Auxiliary selection (AS) is the topic of this paper, which describes the phenomenon in two different Italo-Romance varieties used as heritage languages in two migratory settings: the Piedmontese dialect in the regions of Cordoba and Santa Fé (Argentina) and the Campanian dialect of Montefalcione (Campania, AV, South of Italy) in the English city of Bedford. Both dialects have split intransitivity and alternate between the use of HAVE and BE as past-tense auxiliaries. In both cases, the Italo-Romance varieties are in contact with a language without AS: Spanish and English in fact select only HAVE. The expected outcome of language contact in these scenarios, informed by a vast literature on language contact, would be that the heritage languages tend to generalize HAVE over BE as a past-tense auxiliary, due to the exposure to a dominant language (Spanish/English) which selects only HAVE. The data show relevant differences in the two migratory settings.
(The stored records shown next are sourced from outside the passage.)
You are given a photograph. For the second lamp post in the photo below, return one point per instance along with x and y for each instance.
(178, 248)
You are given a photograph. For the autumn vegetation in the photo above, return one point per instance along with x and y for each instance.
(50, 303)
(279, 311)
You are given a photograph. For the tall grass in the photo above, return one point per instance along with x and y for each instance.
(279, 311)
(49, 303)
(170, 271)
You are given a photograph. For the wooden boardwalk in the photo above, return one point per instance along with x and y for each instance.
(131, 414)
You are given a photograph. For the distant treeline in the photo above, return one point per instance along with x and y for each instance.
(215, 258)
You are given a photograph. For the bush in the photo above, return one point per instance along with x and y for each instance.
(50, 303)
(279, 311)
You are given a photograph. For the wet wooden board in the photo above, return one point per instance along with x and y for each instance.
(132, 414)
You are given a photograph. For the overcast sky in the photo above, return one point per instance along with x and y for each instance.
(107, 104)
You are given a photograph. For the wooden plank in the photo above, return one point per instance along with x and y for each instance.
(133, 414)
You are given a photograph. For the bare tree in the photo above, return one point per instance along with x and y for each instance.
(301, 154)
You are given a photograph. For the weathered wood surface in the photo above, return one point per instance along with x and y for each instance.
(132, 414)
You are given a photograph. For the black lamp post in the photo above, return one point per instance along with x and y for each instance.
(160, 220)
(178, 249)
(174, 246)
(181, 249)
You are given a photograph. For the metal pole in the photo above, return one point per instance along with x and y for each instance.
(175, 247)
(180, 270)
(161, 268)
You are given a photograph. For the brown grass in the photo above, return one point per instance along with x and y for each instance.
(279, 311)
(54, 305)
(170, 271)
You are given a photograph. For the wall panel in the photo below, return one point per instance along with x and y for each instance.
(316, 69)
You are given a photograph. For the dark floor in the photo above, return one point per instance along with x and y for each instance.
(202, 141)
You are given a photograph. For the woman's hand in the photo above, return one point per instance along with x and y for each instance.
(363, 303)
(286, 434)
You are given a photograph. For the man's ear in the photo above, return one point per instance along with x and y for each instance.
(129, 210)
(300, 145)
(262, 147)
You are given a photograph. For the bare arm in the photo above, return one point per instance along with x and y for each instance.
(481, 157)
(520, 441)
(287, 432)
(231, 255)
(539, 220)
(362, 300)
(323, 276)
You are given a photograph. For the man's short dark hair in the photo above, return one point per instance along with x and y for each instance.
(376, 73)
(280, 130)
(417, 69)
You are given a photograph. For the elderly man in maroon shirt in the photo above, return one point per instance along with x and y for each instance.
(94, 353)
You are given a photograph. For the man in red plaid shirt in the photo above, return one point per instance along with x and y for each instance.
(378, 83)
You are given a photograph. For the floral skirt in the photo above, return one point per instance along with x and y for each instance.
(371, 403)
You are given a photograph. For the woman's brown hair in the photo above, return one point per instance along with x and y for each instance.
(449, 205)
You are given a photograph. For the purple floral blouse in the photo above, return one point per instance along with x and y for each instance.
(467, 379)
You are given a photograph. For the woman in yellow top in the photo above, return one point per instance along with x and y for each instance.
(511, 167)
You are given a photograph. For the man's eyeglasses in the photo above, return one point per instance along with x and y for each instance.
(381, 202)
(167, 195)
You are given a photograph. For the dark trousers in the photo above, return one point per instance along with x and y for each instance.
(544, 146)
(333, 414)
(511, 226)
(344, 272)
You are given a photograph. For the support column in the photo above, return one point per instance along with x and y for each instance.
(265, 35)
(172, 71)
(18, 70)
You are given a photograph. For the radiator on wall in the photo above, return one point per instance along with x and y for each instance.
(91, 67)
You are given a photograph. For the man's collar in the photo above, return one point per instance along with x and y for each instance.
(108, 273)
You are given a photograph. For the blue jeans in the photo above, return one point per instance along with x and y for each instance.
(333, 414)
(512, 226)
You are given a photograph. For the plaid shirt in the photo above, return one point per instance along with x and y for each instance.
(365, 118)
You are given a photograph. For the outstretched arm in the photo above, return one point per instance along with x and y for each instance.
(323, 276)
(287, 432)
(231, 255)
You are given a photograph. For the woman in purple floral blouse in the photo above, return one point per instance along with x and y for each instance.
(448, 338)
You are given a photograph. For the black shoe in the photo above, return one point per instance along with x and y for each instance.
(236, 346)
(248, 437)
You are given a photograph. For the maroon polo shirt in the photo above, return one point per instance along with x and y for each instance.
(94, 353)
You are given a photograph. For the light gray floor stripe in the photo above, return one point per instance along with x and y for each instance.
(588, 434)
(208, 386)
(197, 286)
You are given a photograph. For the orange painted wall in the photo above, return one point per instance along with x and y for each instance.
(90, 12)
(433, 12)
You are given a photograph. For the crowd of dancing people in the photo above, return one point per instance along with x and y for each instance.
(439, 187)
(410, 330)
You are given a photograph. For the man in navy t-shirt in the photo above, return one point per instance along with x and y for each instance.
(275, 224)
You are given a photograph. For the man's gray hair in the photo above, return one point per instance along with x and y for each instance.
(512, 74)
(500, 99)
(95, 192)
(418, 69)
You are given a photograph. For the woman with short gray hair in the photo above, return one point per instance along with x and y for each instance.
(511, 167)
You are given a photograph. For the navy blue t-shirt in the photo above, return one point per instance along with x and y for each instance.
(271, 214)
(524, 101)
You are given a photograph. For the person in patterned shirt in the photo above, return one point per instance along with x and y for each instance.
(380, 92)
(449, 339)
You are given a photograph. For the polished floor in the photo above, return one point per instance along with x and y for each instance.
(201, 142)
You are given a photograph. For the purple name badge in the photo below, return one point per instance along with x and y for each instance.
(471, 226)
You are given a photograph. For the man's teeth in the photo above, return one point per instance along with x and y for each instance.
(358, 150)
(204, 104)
In Argentinian Piedmontese, HAVE is extended to unaccusatives, while in Montefalcionese spoken in Bedford, UK, BE is extended to unergative and transitive verbs. In the first case, the pattern is interpreted as contact-induced change, as the HL is developing a type of auxiliation that is closer to the dominant language; but in the latter case, we hypothesised that the divergent patterns observed in heritage Montefalcionese reflect a process of dialect mixing and levelling occurring in the community. The comparative approach makes it possible to better understand the mechanisms of variation and change from a sociolinguistic point of view and highlights the importance of external variables which impact on the linguistic behaviour of migrants.